Oltre al Sangiovese, coltiviamo del Canaiolo, con cui produciamo qualcosa di molto particolare, unica al mondo, che è un passito di Canaiolo: il nome di questo vino è Dama Rosa. Non viene prodotto tutti gli anni, ma solo nelle annate in cui le uve sono più adatte a poter essere appassite per ottenere un vino così particolare. Le uve vengono fatte appassire per due o tre mesi, riposte in cassettine che conserviamo sotto delle tettoie, all’aria, ma non direttamente al sole, per ripararle dalla pioggia dei mesi autunnali. Questo vino è un passito rosso molto particolare: all’assaggio si sente molto la ciliegia e questo lo rende anche molto facile come abbinamento insieme alla cioccolata fondente dal 70% all’80%.

L’olio è un prodotto che otteniamo seguendo molto la naturalezza dei nostri ulivi, di cui solo una parte è rappresentata da piante originali, le altre sono state piantate negli anni ’90. Sappiamo che le piante più antiche erano tre cultivar, cioè frantoiomoraiolo e leccino, mentre altre sono state ottenute da polloni rinati da alberi secolari; questo è dovuto al fatto che gran parte degli ulivi nel 1985 sono stati danneggiati da una gelata molto forte, causata da temperature molto rigide.

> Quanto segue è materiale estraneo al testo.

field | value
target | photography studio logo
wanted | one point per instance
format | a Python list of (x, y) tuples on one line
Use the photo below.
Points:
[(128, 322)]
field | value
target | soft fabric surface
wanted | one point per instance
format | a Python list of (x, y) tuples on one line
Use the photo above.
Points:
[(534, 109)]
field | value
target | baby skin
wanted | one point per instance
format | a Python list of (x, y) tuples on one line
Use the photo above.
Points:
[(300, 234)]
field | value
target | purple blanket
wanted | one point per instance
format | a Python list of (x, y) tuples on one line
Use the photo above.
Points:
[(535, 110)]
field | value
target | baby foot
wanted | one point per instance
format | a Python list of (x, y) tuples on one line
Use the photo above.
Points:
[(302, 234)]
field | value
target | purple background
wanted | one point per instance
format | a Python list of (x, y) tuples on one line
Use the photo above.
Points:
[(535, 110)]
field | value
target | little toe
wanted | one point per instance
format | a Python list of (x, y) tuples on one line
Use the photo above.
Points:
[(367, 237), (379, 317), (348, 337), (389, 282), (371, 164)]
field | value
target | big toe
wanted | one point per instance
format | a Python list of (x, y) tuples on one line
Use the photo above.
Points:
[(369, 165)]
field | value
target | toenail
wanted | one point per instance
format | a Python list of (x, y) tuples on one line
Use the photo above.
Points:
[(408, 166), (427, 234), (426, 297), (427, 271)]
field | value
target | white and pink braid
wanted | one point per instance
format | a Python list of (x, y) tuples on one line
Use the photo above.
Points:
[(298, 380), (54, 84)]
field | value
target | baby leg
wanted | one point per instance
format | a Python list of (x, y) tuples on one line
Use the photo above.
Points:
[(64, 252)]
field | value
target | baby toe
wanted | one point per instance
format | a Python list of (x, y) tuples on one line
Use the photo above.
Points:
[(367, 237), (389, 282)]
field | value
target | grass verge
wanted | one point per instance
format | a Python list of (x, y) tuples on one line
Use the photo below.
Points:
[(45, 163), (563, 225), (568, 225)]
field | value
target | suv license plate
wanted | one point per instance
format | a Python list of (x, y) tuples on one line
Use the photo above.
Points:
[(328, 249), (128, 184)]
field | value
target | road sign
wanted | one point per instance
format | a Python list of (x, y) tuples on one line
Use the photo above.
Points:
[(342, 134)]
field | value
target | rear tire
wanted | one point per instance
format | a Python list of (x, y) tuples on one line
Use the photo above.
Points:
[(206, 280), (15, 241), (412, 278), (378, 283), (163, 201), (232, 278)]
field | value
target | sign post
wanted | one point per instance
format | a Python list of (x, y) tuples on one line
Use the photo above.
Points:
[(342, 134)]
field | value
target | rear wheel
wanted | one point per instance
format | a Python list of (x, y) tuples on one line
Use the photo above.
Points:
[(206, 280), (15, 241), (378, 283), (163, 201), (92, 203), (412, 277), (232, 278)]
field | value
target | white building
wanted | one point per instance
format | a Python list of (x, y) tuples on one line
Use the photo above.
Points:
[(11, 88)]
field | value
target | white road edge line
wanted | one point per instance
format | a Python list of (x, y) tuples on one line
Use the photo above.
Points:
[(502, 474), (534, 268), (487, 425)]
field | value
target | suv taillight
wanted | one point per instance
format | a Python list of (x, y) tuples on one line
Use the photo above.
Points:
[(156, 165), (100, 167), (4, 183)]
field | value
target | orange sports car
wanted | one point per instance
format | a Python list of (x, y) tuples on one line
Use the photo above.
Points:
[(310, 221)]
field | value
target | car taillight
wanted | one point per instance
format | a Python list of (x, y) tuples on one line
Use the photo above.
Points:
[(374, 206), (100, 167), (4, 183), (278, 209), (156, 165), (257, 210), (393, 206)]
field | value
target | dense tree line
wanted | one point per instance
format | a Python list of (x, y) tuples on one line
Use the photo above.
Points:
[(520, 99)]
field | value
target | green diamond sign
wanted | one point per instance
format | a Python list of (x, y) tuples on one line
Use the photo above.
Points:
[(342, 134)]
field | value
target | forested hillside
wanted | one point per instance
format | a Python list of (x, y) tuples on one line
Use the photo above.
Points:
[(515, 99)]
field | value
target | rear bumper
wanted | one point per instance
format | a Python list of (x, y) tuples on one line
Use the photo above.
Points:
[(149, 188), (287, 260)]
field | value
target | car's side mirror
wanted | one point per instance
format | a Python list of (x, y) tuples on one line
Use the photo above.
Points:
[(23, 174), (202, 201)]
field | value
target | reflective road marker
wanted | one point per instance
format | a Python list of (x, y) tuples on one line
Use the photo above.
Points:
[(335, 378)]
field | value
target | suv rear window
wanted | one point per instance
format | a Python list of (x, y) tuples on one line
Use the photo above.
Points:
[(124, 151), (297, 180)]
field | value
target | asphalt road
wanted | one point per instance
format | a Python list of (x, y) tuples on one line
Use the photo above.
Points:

Oggi noi coltiviamo circa 2600 piante e la raccolta non è differenziata per varietà, ma le olive vengono raccolte tra fine ottobre e dicembre, e vengono portate al frantoio. Non avendo un frantoio aziendale, ci avvaliamo di un frantoio cooperativo, di cui siamo soci da ormai quasi 20 anni, che dista circa 7 km da noi. L’olio viene prodotto con metodo continuo, in frangitori a martelli, seguito dall’estrazione a centrifuga; tutto avviene controllando che la temperatura non superi i 27°C, un fattore cruciale per ottenere  olio biologico di qualità. Dal frantoi, l’olio viene poi riportato nella nostra azienda e, dopo essere stato filtrato, è conservato in vecchi orci in terracotta che mantengono molto stabili le temperature.

Gli orci dell’olio sono smaltati all’interno, mentre invece gli orci che utilizziamo nella produzione del vino sono in terracotta naturale e prendono il sapore del vino, permettendo l’interscambio di ossigeno che favorisce l’invecchiamento e l’affinamento del vino.Il sapore del nostro olio è quello tipico toscano, da confezionato il profumo prevalente è anche di erba fresca e carciofo. All’assaggio è relativamente piccante, all’inizio un po’ allappante, proprio come il carciofo crudo, caratteristica che sia attenua un po’ col tempo, pur mantenendo una spiccata presenza del piccante. Come abbinamenti, si consigliano le zuppe e i minestroni con un filo d’olio a crudo, che lo fanno eccellere. Una zuppa in particolare è quella preparata con la zucca gialla, che è molto dolce: l’aggiunta dell’olio, un po’ più amaro, le dona quel contrasto che riesce a valorizzarla.